Park Naturalist stands between the old Water Tower and the edge of the largest sinkhole pictured above.  


The Master Naturalist Class hikes along one of the largest Sinkholes called The Coliseum.


Here I am with a classmate on the other side of the sinkhole.  Previous photo with the Park Naturalist was taken where the wood fence is located in front of the Old Water Tower.  That's how BIG this sinkhole is!


View as our group descends above the Spring.  See the Castle remains on top of the ridge in the upper right corner?


The Spring is the dark green/blue water under the rock ledge.  It is 70' deep and produces 60 million gallons of water per day.  Dye-tests show 120 square mile area drains water to this site. 



View along walkway approach to Spring.  The average water temperature is always 56-58 degrees.  Today the water is warmer than the air.  There is always green plant growth in the shallow waters and it never freezes close to the Spring.  

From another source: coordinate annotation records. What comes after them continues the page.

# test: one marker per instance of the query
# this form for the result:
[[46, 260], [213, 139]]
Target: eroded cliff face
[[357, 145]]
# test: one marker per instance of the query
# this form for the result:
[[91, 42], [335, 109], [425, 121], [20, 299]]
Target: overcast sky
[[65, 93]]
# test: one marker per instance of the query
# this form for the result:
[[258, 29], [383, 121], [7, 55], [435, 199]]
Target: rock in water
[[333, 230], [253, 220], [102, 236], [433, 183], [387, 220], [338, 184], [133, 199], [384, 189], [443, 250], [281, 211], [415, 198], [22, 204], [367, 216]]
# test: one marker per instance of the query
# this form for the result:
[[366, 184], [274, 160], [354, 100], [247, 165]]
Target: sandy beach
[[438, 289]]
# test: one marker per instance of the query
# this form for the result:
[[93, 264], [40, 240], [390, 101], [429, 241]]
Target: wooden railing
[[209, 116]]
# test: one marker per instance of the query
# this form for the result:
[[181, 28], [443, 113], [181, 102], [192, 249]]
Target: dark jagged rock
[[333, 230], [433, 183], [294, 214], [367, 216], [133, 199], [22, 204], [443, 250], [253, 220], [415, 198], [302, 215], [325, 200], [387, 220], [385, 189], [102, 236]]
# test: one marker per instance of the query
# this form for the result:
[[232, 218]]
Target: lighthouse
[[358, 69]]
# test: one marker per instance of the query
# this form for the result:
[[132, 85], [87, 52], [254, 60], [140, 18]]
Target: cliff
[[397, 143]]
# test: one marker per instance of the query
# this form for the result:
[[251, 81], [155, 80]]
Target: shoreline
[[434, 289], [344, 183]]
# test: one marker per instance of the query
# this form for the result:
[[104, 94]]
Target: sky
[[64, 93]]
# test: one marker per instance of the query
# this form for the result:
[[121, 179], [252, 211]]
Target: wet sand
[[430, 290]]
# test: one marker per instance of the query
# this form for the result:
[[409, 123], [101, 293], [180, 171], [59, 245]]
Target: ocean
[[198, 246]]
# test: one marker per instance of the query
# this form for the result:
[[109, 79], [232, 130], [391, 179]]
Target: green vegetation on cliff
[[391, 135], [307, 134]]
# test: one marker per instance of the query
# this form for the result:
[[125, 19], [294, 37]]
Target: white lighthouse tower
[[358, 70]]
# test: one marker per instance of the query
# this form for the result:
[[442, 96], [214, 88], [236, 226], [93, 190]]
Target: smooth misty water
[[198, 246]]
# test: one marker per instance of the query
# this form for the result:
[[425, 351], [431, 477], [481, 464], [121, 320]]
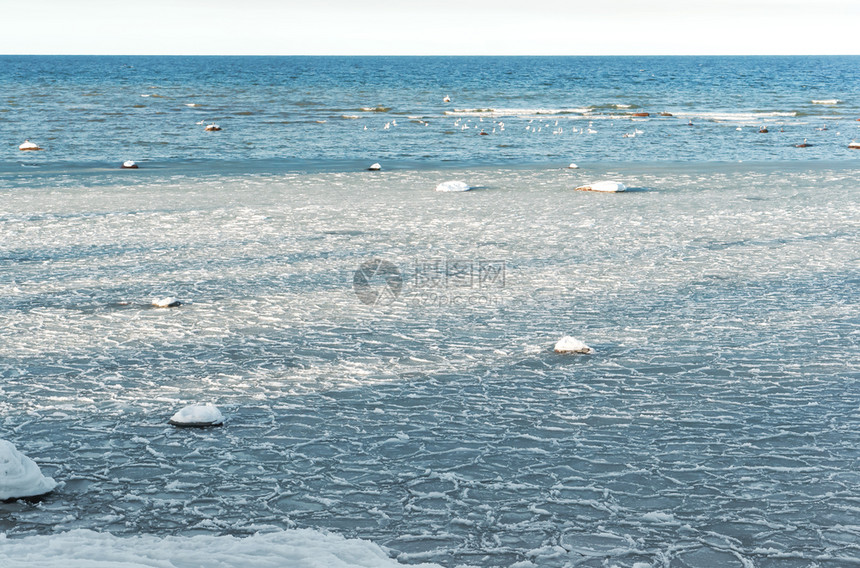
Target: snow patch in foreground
[[20, 476], [297, 548]]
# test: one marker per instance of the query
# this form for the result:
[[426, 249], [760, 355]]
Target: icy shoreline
[[296, 548]]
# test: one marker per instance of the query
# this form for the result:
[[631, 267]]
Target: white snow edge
[[297, 548], [20, 476]]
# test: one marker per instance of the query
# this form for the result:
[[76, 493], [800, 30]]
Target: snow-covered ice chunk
[[297, 548], [604, 186], [453, 185], [20, 476], [198, 415], [27, 145], [568, 344]]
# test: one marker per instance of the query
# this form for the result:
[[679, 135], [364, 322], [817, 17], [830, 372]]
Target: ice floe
[[20, 476], [453, 185], [568, 344], [198, 415], [297, 548], [27, 145], [604, 186]]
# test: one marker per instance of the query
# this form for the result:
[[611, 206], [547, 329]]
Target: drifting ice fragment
[[27, 145], [604, 186], [453, 186], [20, 476], [197, 416], [568, 344]]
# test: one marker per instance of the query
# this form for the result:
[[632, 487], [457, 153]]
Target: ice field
[[717, 422]]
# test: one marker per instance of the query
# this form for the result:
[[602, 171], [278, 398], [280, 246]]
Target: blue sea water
[[332, 112], [717, 423]]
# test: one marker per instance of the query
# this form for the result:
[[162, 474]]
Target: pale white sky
[[424, 27]]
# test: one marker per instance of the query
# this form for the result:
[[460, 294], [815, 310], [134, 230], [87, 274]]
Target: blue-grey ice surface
[[716, 424]]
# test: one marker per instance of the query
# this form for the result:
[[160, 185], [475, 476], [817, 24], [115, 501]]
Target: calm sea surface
[[300, 112], [716, 424]]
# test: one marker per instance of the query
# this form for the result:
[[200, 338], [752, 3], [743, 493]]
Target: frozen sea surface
[[717, 423]]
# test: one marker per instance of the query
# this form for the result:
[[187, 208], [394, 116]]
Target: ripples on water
[[105, 110], [715, 425]]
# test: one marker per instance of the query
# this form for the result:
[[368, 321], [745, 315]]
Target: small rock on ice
[[27, 145], [453, 186], [604, 186], [568, 344], [198, 415], [20, 476]]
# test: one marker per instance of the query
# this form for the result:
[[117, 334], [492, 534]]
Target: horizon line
[[429, 55]]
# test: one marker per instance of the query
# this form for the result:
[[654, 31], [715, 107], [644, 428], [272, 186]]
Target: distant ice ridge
[[735, 116], [604, 186], [519, 112], [568, 344], [453, 185], [298, 548], [20, 476]]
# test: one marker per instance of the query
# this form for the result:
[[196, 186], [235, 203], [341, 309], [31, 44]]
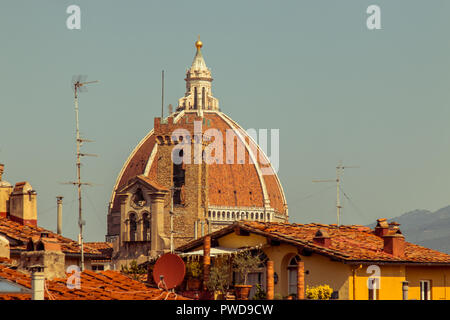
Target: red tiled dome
[[229, 185]]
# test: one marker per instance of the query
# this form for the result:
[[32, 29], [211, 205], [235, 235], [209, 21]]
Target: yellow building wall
[[440, 281], [321, 269], [351, 281], [390, 284]]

This is the largest cave on the park.  When the park was first bought by the state in 1978, there were 20,000 bats counted by infrared cameras coming out at dusk.  Today the population is 120,000.  This can be attributed to gating the entrances to keep out predators and the shoot allows the bats to come and go naturally.  In early June, at dusk, anyone can come and sit on the steps/walkway nearby and wait for the many thousands of bats to come out.  This is a major location for reproduction.  

A Cave is a natural opening in the ground and is a geological feature; cannot have a cave without water.  The average temperature of caves in Missouri is 56 degrees with over 80% humidity.  Missouri is known as The Cave State because of the large number of caves; at least 6200.  Tennessee exceeds our count with 9000, but people are discovering about 100 more caves each year in Missouri.  Cave fish can live 60-70 years because there's no predators and they don't move around much so as to not expend energy; not much to eat.  There are 13-16 different species of bats.  People are no longer allowed to enter caves without special permits because White-Nose Syndrome is a fungus hurting the bat populations.  It doesn't affect people but people brought it here from Europe.  It is increasingly hurting bat populations and there is no cure.  Hopefully, a vaccine will be discovered for the bats.  The gray bat doesn't seem to be affected.

I've been to Ha Ha Tonka countless times since we moved to Missouri in 1978.  There is always something news to learn and see.  Just when I think I have seen it all, I see it again with new people and new perspectives and knowledge.  It is a great place to share experiences, knowledge and enjoy the camaraderie of new friends.